In his dream, his father, the Night King, wasn’t in his tomb deep underground in a labyrinth of tunnels beneath the Red Mountains, and Ishep should have been happy. In his dream, there should have been bright sunlight and grass so green and beautiful his heart hurt—and there was, and it did—and he should have stood with his father by the shores of a deep, clear lake that was clean and still—and he did, because Ishep, who was a bastard, had loved his father more than Prince Nartal, who was First Son and a coward, ever had. But Ishep knew everything was wrong, and it was as if his dream knew that, too. In the next instant, the sky melted, and the lake turned to stone, but Ishep’s heart still hurt because his father, the Night King, was dead.

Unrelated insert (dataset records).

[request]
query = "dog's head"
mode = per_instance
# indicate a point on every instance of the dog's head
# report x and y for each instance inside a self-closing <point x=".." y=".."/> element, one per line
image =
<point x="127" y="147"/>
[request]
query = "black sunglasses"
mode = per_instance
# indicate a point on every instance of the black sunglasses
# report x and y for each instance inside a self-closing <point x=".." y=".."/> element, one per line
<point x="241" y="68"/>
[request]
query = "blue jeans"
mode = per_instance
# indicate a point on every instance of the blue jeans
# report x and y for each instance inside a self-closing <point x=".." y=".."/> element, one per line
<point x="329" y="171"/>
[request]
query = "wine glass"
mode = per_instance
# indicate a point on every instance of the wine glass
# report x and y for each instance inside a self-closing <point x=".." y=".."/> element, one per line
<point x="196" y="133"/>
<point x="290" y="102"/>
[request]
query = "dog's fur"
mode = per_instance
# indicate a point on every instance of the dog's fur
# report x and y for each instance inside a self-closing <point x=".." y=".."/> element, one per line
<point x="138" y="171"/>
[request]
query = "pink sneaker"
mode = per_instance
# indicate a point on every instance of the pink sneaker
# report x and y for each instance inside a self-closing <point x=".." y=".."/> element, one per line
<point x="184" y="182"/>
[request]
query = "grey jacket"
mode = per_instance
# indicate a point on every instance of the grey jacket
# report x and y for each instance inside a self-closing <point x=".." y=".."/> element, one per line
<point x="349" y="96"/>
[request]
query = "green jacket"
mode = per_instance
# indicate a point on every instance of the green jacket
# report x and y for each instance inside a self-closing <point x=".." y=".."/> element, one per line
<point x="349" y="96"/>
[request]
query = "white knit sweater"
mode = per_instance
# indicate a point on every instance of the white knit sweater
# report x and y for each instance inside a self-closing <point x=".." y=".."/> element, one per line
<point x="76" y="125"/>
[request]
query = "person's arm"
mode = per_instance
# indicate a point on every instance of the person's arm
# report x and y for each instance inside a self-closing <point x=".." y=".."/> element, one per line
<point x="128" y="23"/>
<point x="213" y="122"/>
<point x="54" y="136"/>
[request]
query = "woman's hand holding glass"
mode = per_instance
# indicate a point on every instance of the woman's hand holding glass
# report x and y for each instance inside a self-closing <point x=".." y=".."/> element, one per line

He saw then that his father had no eyes. The worms had eaten them. One worm that was very thick and clotted with black blood oozed from the hole where his father’s right eye had been and slithered down his father’s cheek, leaving a single, glistening trail like that of a tear. The skin over his father’s face was brown and tight as old leather with age and decay, and flaps hung in tatters like torn curtains because the bones of his skull had ripped through as easily as…well, as easily as sharp bone slices through wasted skin thinner than paper.
Yet, as Ishep watched, his father moved, shuddered…then groaned. The naked white bone of his jaw unhinged, and his mouth dropped open. For a wild moment, Ishep thought that maybe it was all a mistake and his father wasn’t dead after all and Prince Nartal hadn’t left Ishep behind, lost and alone, in the tombs, but that this was some horrible game because this is a dream, ithas to be a dream, I don’t want to die down here.But then his father vomited—no, no, something thick as a man’s arm and milky like the bloated belly of a rotted fish bulged and writhed in his father’s mouth, like a fat, obscene tongue. The thing spooled out from the dark place inside his father and drooled over his jaw, and Ishep saw the thing’s muscles undulate and ripple like waves beneath its too-white scales.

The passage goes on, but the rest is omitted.